Campo Dall'Orto

“Ho assunto io la responsabilità di completare la sua opera editoriale, coinvolgendo tutte le strutture. Il cda mi ha dato mandato di procedere”. Così il direttore generale della Rai, Antonio Campo Dall’Orto, in un’intervista al ‘Corriere della Sera’, chiarisce che non ci sarà alcun sostituto di Carlo Verdelli, il direttore per l’offerta informativa di Viale Mazzini, dimessosi martedì scorso, dopo un Cda informale che aveva criticato in più punti il suo piano editoriale sul quale, spiega il dg, “abbiamo compiuto un lungo percorso”.

Campo Dall’Orto procederà “operando una sintesi, coerente al progetto di media company che ho messo a punto, del piano Verdelli e le osservazioni sia dei consiglieri che delle strutture”.

La proposta di sintesi presentata al Cda già martedì dal dg si articola su “quattro punti fondamentali. Primo. Un forte impegno sull’informazione digitale”, dove “siamo in ritardo”, ma “potremo contare sul supporto di Milena Gabanelli”, che continuerà a guidare quel progetto.

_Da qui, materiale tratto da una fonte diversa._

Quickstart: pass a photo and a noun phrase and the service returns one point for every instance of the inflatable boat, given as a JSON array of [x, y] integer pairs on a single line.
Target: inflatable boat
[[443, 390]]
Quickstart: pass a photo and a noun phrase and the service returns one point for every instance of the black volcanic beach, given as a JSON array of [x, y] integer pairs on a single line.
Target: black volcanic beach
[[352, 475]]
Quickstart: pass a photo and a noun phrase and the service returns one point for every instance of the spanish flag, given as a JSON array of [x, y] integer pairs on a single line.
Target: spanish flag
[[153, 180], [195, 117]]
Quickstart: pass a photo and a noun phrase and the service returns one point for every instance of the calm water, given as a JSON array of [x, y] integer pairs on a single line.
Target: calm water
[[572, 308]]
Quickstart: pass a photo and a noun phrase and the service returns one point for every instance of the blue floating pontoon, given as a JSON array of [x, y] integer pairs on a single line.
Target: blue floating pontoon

Il secondo punto vede “la nascita di una grande agenzia informativa nazionale con l’unificazione Tgr-Rainews24, la spina dorsale del racconto del Paese”. E le edizioni regionali di Tgr, assicura Campo Dall’Orto “resteranno, ma si lavorerà sull’efficienza, sulla rapidità, sull’integrazione con Rainews24. In particolare, un eventuale trasloco del Tg2 a Milano e il Tg per il Sud da Napoli non sono “temi da sì o da no ultimativi e comunque non sono le priorità”.

Terzo punto è il “conseguente ripensamento, con l’ascolto e il coinvolgimento dei direttori delle testate, sul numero e la collocazione delle edizioni dei tg con una maggiore aderenza alla missione editoriale delle reti e per comunicare al meglio col pubblico più giovane”.

Quarto e ultimo punto sarà saper “raccontare il Paese al di là dei suoi confini”. “Il ruolo della presidente”, Monica Maggioni, sottolinea il dg “è essenziale però il suo è un compito di equilibrio e garanzia in quel consiglio al quale la direzione generale proporrà un piano”.

Sullo slittamento a febbraio del nuovo programma di Bianca Berlinguer, conclude: “è stata proprio Bianca a chiederci tempo per mettere a punto la formula e lo stesso assetto dello studio”.

E a chi chiedeva le sue dimissioni, replica:”governando un’azienda così complessa possono esserci momenti di difficoltà. Ma abbiamo obiettivi precisi, come il piano industriale, e credo sia nostro dovere andare avanti”, precisa il dg. “Ho ricevuto un mandato legato all’innovazione della Rai da Matteo Renzi. Ed è un impegno che intendo continuare a svolgere anche con il governo Gentiloni”.